An official at Spain’s Economy Ministry in Madrid denied any delay to the banking-sector bailout as a result of talks with the European Commission, the EU’s executive arm. The initial payment hasn’t been requested because it wasn’t considered necessary, said the official, who asked not to be named in line with government policy.
An official at the commission in Brussels, and Madrid-based officials at Bankia and the Bank of Spain, declined to comment.
An alternative to Spain using its own money to bolster Bankia group is to wait for the first scheduled payments under the financial-sector bailout due in November, borrowing more from the ECB in the meantime, according to the people. Spain’s cash would only cover some of the 19 billion euros of capital the lender needs, so European money will still have to be used, one of the people said.
So-called burden-sharing for holders of Bankia group junior debt is controversial because a large portion of the notes, known as preferred shares, are owned by retail customers. The securities will still have to take losses at some stage because it’s required by the terms of Spain’s agreement with the EU.

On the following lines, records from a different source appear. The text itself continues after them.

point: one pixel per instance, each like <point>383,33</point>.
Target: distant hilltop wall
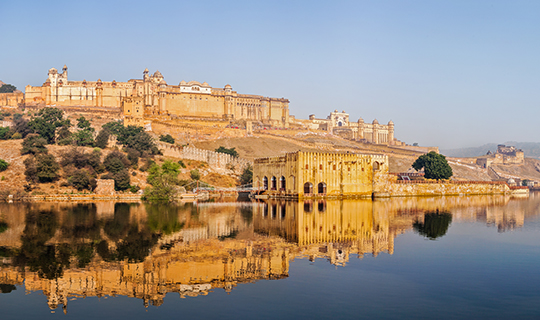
<point>11,99</point>
<point>215,159</point>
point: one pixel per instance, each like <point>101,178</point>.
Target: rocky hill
<point>531,149</point>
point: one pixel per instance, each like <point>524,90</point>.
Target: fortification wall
<point>215,159</point>
<point>11,99</point>
<point>440,188</point>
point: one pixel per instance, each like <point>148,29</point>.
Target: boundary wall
<point>214,159</point>
<point>445,188</point>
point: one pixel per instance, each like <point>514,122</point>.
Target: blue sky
<point>448,73</point>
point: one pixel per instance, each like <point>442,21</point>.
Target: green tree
<point>3,165</point>
<point>5,133</point>
<point>435,166</point>
<point>84,138</point>
<point>166,138</point>
<point>435,225</point>
<point>102,138</point>
<point>30,170</point>
<point>116,161</point>
<point>34,144</point>
<point>7,88</point>
<point>21,125</point>
<point>46,123</point>
<point>230,151</point>
<point>114,127</point>
<point>164,181</point>
<point>247,175</point>
<point>81,179</point>
<point>47,168</point>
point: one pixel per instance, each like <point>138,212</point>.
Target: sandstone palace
<point>142,101</point>
<point>151,95</point>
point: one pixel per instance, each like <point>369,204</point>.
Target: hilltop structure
<point>339,124</point>
<point>11,99</point>
<point>151,95</point>
<point>503,155</point>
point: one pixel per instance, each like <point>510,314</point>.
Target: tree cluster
<point>81,168</point>
<point>435,166</point>
<point>167,138</point>
<point>7,88</point>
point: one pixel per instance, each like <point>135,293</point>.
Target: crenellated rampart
<point>214,159</point>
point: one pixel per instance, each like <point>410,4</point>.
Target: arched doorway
<point>308,188</point>
<point>321,188</point>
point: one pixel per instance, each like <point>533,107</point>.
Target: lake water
<point>416,258</point>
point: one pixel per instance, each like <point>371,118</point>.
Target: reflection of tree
<point>435,225</point>
<point>163,218</point>
<point>7,288</point>
<point>81,222</point>
<point>117,227</point>
<point>247,213</point>
<point>3,226</point>
<point>136,246</point>
<point>48,260</point>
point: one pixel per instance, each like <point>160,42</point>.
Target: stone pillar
<point>375,131</point>
<point>391,133</point>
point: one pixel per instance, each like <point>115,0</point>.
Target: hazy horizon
<point>452,74</point>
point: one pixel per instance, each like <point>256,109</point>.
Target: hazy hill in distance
<point>531,149</point>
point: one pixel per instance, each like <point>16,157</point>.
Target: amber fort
<point>142,101</point>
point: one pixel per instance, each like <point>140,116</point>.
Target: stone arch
<point>308,206</point>
<point>308,188</point>
<point>292,182</point>
<point>321,188</point>
<point>282,183</point>
<point>321,205</point>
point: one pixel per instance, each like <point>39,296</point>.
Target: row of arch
<point>273,183</point>
<point>308,186</point>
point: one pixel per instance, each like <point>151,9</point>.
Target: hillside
<point>531,149</point>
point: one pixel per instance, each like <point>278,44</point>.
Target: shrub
<point>116,161</point>
<point>230,151</point>
<point>194,174</point>
<point>102,138</point>
<point>30,169</point>
<point>80,179</point>
<point>34,144</point>
<point>3,165</point>
<point>166,138</point>
<point>47,168</point>
<point>247,175</point>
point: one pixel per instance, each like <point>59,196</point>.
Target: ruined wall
<point>391,188</point>
<point>11,99</point>
<point>105,187</point>
<point>214,159</point>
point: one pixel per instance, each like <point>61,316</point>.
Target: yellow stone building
<point>318,174</point>
<point>339,124</point>
<point>151,95</point>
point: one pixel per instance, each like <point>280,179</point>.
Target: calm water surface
<point>416,258</point>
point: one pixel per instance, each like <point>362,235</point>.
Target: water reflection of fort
<point>146,251</point>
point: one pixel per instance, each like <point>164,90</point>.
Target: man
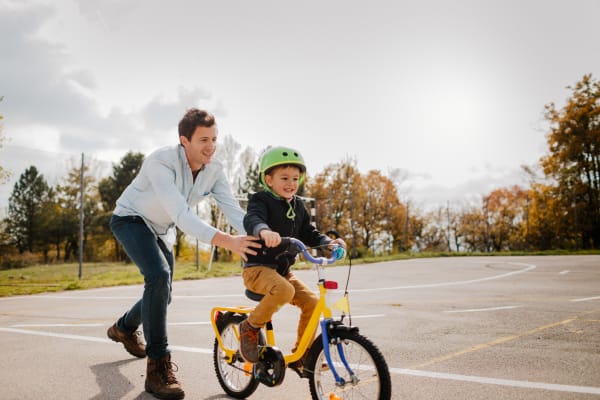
<point>171,182</point>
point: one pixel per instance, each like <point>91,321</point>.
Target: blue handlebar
<point>337,253</point>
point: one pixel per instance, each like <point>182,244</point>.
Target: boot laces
<point>169,369</point>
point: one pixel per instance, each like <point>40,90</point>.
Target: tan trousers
<point>278,290</point>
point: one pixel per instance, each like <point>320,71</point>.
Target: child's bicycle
<point>340,364</point>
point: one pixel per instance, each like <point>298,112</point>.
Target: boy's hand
<point>339,241</point>
<point>271,239</point>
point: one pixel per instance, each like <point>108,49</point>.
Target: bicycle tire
<point>235,380</point>
<point>363,357</point>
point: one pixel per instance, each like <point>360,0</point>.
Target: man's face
<point>200,149</point>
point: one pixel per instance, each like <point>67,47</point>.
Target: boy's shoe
<point>132,342</point>
<point>160,379</point>
<point>249,337</point>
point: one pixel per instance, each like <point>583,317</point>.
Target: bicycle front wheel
<point>365,372</point>
<point>235,376</point>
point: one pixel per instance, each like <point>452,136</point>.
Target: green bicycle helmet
<point>274,156</point>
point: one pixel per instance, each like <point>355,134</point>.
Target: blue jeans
<point>155,262</point>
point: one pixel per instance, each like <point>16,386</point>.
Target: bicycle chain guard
<point>270,368</point>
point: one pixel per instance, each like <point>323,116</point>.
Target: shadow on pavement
<point>112,383</point>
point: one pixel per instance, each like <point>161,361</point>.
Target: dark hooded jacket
<point>268,211</point>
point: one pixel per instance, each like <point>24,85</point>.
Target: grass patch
<point>62,277</point>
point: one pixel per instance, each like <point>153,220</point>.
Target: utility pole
<point>81,215</point>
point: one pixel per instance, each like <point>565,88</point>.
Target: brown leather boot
<point>161,381</point>
<point>132,342</point>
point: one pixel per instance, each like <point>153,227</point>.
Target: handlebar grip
<point>338,252</point>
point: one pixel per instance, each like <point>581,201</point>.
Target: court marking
<point>501,340</point>
<point>502,382</point>
<point>528,267</point>
<point>585,299</point>
<point>566,271</point>
<point>482,309</point>
<point>398,371</point>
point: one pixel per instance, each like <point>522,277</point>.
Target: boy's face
<point>201,147</point>
<point>284,181</point>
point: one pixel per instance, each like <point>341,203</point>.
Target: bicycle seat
<point>253,295</point>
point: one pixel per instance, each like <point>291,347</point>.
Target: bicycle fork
<point>327,326</point>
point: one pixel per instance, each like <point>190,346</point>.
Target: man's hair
<point>192,119</point>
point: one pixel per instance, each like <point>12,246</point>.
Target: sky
<point>449,93</point>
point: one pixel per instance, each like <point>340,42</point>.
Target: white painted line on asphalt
<point>63,297</point>
<point>482,309</point>
<point>54,325</point>
<point>367,316</point>
<point>528,267</point>
<point>57,335</point>
<point>502,382</point>
<point>585,299</point>
<point>399,371</point>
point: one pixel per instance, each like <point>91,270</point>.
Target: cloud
<point>43,92</point>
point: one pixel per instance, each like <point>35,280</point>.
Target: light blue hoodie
<point>164,194</point>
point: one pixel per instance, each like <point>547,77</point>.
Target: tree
<point>110,188</point>
<point>574,160</point>
<point>23,224</point>
<point>69,200</point>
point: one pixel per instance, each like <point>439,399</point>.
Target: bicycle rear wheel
<point>371,377</point>
<point>235,377</point>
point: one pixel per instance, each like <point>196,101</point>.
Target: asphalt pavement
<point>450,328</point>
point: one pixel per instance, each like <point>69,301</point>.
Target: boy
<point>274,212</point>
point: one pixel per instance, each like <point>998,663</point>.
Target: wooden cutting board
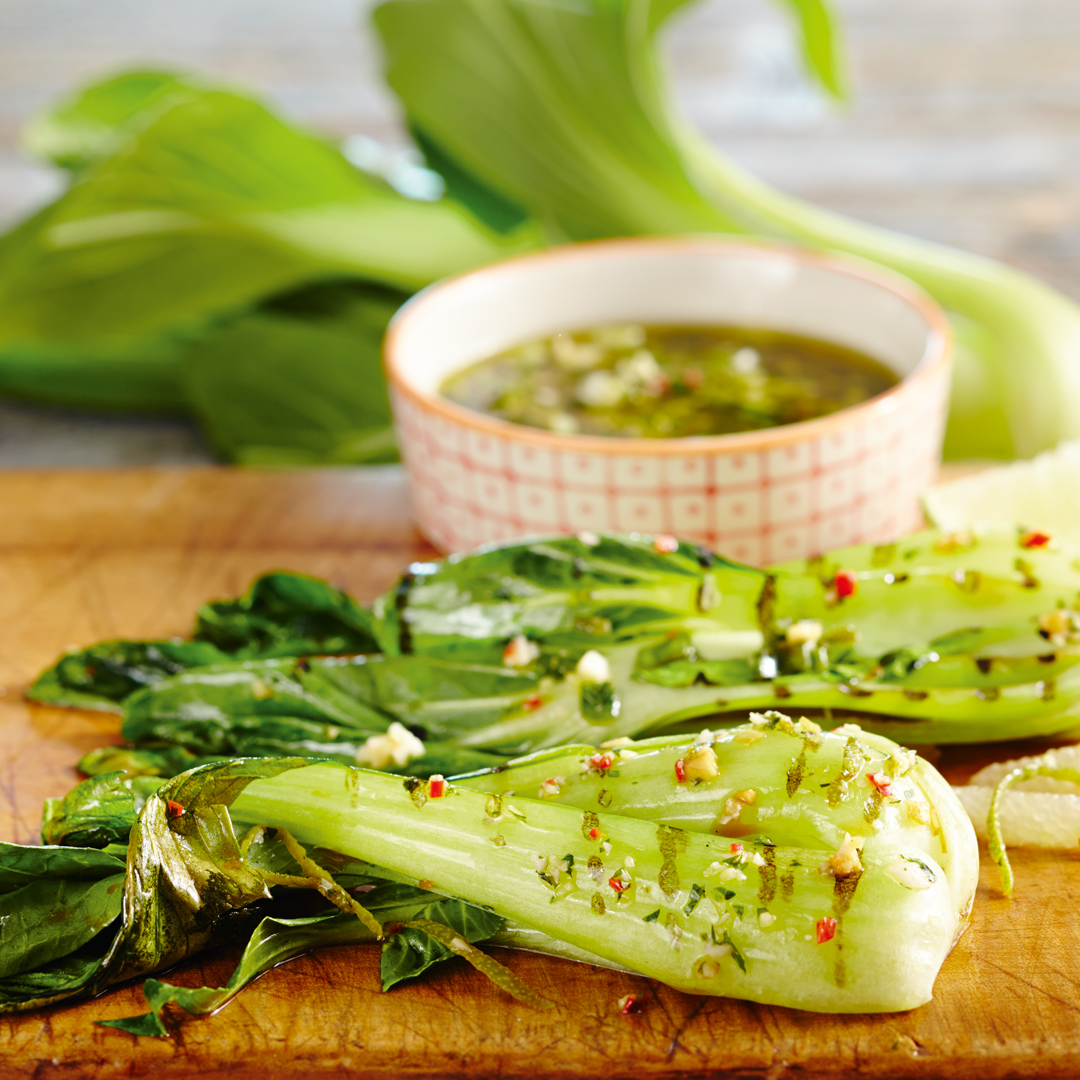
<point>89,555</point>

Bankia group, which is reporting results after today’s market close, was formed in 2010 from the merger of Spain’s troubled savings banks. It has more than 3 billion euros of preferred shares, mostly issued by Caja Madrid in 2009, which last traded on Aug. 24 at 36.45 percent of face value, according to the Bolsas y Mercados Espanoles SA stock exchange.
Concern over the fourth largest euro-region economy’s ability to fund the rescue of its banks and regional governments sent Spain’s 10-year bond yield surging to a record 7.751 percent on July 25. The rate increased 11 basis points, or 0.11 percentage point, today to 6.70 percent.